By A.J. Plunkett (aplunkett@decisionhealth.com)

While The Joint Commission (TJC) clarified that it does not expect all patient care rooms in general acute or emergency department settings to be ligature free, your staff still needs to remove possible items for self-harm from a room if the patient occupying it is considered to be at risk.

Ligature risk tops the list of problems cited by TJC surveyors under one of the most frequently cited standards, EC.02.06.01, on establishing a safe and functional environment for patients. TJC cited ligature risk in at least 12 immediate threat to life decisions during 2018, according to Jennifer Cowel, RN, MHSA, president and CEO of Patton Healthcare Consulting in Naperville, Illinois, and a former TJC executive.

Those decisions are usually a result of widespread ligature risks, incomplete environmental risk assessments, and a lack of a mitigation plan to address the ligature risks, as well as failures to conduct or to fully complete suicide risk assessments, said Cowel during an HCPro webinar, “Preventing Suicides and Eliminating Ligature Risk in 2019,” that is now available on demand.

For general acute inpatient and emergency room settings, do a risk assessment of rooms and customize a checklist for staff to use when clearing a room for an at-risk behavioral health patient, said Cowel.

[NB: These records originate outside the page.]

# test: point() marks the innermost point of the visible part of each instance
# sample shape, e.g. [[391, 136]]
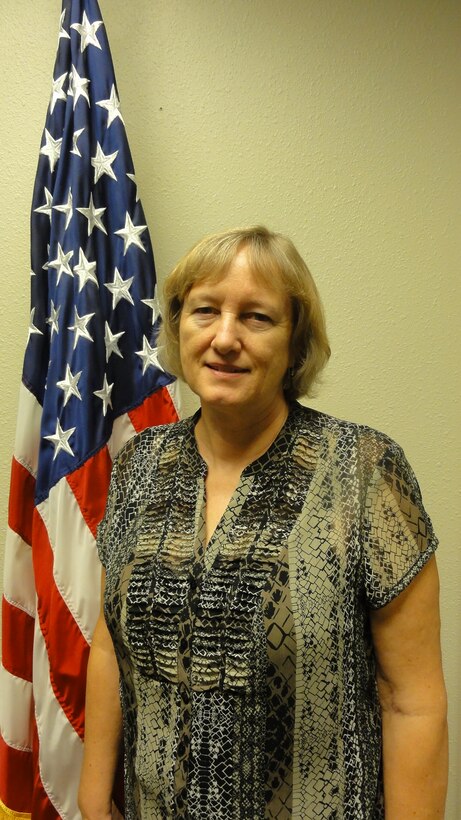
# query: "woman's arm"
[[103, 723], [406, 635]]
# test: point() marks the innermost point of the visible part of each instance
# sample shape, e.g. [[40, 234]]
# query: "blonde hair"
[[274, 259]]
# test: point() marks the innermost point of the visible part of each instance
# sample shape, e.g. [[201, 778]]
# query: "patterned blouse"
[[247, 668]]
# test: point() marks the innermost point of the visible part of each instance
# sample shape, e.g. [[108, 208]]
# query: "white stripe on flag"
[[15, 712], [61, 750], [76, 566], [18, 573]]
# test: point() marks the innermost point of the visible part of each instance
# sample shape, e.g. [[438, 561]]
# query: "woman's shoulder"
[[150, 441], [346, 435]]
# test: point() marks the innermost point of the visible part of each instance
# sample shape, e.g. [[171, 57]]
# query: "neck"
[[234, 440]]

Make sure staff on the unit are not only aware of the checklist, but have seen it, know what’s on it, and know when to implement it, advises Cowel.

TJC has published a number of revised or new frequently asked questions (FAQs) to clarify expectations, in addition to articles in a number of TJC publications. And CMS has said it will follow TJC as it revises its own expectations on suicide risk and patient self-harm.

To meet physical ligature risk requirements for general acute inpatient and emergency room settings, remember you may still need to implement 1:1 monitoring with a trained observer in addition to removing certain items from the room, said Cowel.

Here are five things Cowel says to remember about requirements for these settings, which are different than those for inpatient psychiatric units:

  • General acute inpatient settings do not need to be ligature resistant at all times. Ligature risks including bathroom fixtures, doors, and other fixed items such as TV mounting brackets and ceiling-mounted lift equipment will not be cited on survey in these areas.
  • However, if the patient has serious suicidal ideation—also known as “high risk”—your staff must be prepared to:
  1. Remove all objects that pose a risk
  2. Implement mitigating strategies and 1:1 monitoring
  3. Assess objects brought into the room by visitors
  4. Implement protocols for transporting off unit
  • Like acute inpatient settings, emergency departments also do not need to be ligature resistant, and fixed ligature risks, including bathroom fixtures and doors, will not be cited on survey.
  • However, at-risk patients must be either:
  1. Placed in a “safe room” that is ligature resistant or that can be made ligature resistant
  2. Kept in the main area of the emergency department, with 1:1 monitoring and removal of all objects that pose a risk and are not medically necessary
  • Patients with serious suicidal ideation must be placed under 1:1 continuous monitoring, with 360-degree viewing; continuously monitored video is allowed as long as a qualified staff member can immediately intervene when called for (which should also be in hospital policy).

Patton Healthcare provided a suicide risk checklist that hospitals can customize for their own use.
The checklist includes not only what things should be removed if not medically necessary but also what areas, closets, or cabinets nearby should be locked.